When this started happening, scientists had their V-8 moment and realized that this behavior could help them forecast tropical systems and hurricanes.
A signal could be beamed up from the sharks to a satellite, which would send the data to places like the National Hurricane Center. Tags could be detached from the fish and sharks and float to the surface, as well.
But, according to the Sun-Sentinel, the Hurricane Center was, at first, not sold on the idea. They figured the project would take thousands of fish swimming in all different parts of the tropics.
But scientists at UM are sure that it could work, and are trying to secure funding from private and government sources.
The UM scientists also say that using fish would be less expensive.
National Oceanic and Atmospheric Administration use underwater drones to forecast hurricanes called gliders.
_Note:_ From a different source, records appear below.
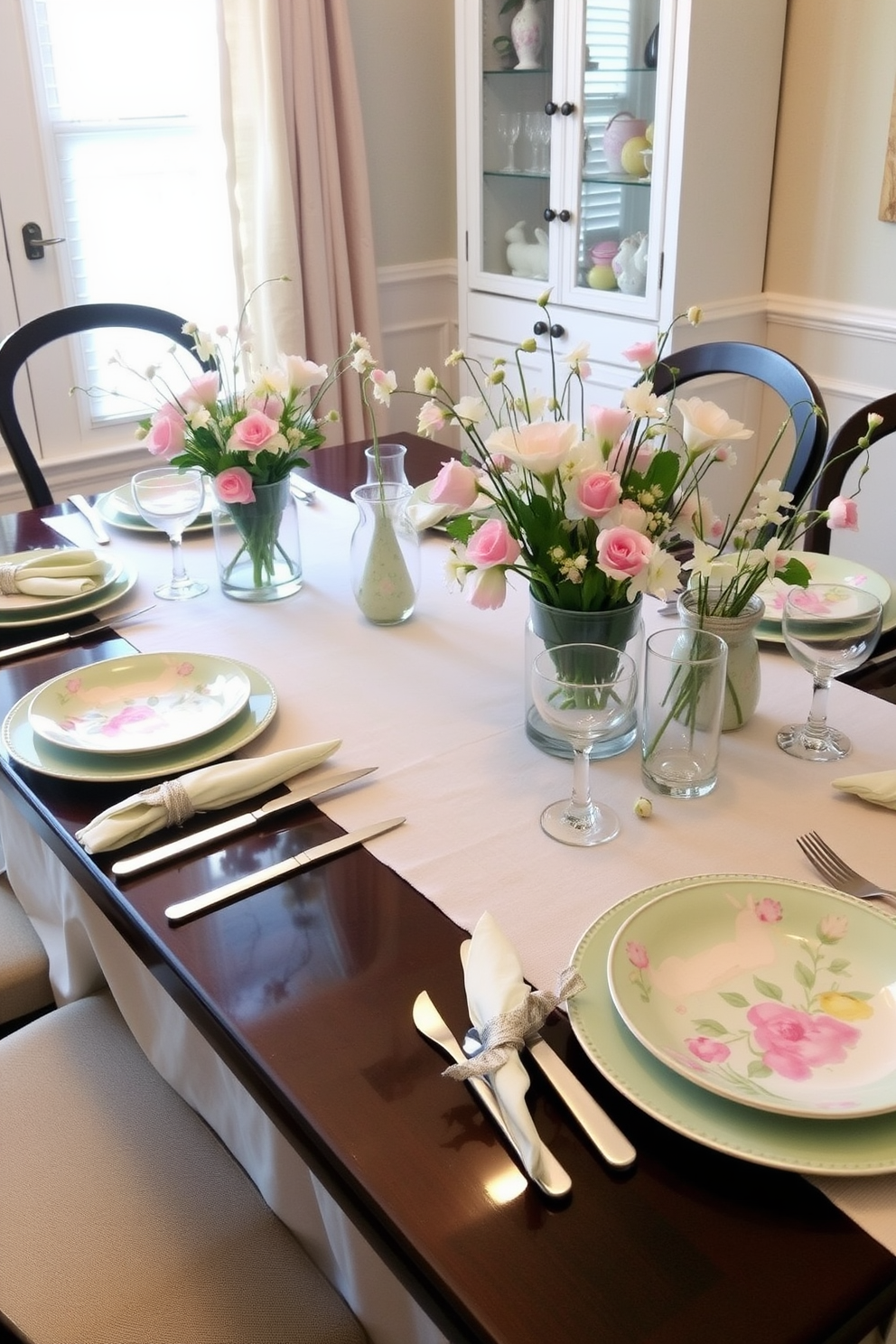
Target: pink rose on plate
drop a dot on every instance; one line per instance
(622, 553)
(711, 1051)
(455, 485)
(843, 512)
(492, 545)
(794, 1041)
(253, 432)
(234, 485)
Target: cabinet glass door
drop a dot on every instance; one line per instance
(516, 137)
(618, 107)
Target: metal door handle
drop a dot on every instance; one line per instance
(35, 242)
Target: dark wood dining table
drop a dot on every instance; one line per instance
(689, 1246)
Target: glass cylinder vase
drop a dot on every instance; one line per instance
(743, 679)
(548, 627)
(385, 554)
(257, 545)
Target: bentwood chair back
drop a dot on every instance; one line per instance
(841, 453)
(66, 322)
(793, 385)
(121, 1214)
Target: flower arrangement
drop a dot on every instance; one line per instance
(595, 506)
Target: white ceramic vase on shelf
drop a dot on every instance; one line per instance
(527, 35)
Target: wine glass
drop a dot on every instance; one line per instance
(509, 134)
(170, 500)
(830, 630)
(584, 691)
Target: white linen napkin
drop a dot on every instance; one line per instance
(879, 787)
(495, 985)
(201, 790)
(52, 574)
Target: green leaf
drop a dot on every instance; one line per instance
(710, 1027)
(804, 975)
(735, 1000)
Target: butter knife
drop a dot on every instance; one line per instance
(245, 821)
(93, 518)
(19, 650)
(183, 910)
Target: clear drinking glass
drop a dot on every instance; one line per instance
(171, 499)
(584, 691)
(829, 630)
(509, 132)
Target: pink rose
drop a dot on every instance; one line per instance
(598, 492)
(253, 432)
(492, 545)
(165, 435)
(644, 354)
(794, 1043)
(455, 485)
(622, 553)
(711, 1051)
(843, 512)
(201, 391)
(234, 485)
(487, 589)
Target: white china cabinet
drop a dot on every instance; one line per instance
(621, 157)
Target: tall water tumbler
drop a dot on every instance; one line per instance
(684, 695)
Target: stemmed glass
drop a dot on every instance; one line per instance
(830, 630)
(584, 691)
(170, 500)
(509, 134)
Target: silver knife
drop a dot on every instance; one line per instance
(93, 518)
(47, 643)
(265, 876)
(606, 1137)
(245, 821)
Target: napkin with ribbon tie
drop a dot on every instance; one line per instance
(879, 787)
(504, 1011)
(210, 789)
(52, 574)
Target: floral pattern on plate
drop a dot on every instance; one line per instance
(138, 703)
(760, 994)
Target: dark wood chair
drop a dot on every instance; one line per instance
(841, 453)
(66, 322)
(793, 385)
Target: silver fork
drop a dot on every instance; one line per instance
(837, 873)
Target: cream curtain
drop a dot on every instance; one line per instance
(300, 184)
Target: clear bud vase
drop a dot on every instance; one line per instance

These gliders cost about $200,000 a pop, while the scientists say that fish would only cost $4,000.
And not only that, but gliders only move towards the current, where fish and sharks could provide a better, quicker forecast, according to the UM scientists.
Nick Shay, a professor of meteorology and oceanography at UM cites a couple of cases where big fish swim at and under storms, which proves that the fish could provide a valuable surface.
The tag data shows many fish followed a temperature trail where the water was 79 degrees and sometimes swam directly into the paths of storms, Shay said.
For instance, a Blue Marlin in September 2004 swam under Hurricane Ivan in the Gulf of Mexico. A tarpon did the same thing with Hurricane Katrina the following season.
"It became really clear with the Ivan case how valuable this information could be," Shay said.
So, can sharks be the key to forecasting future hurricanes?
The UM scientists think so.
We're not so convinced. Since Florida recently was named the shark attack capitol of the world, who's to say that sharks would send up bad information?
We're on to you, sharks!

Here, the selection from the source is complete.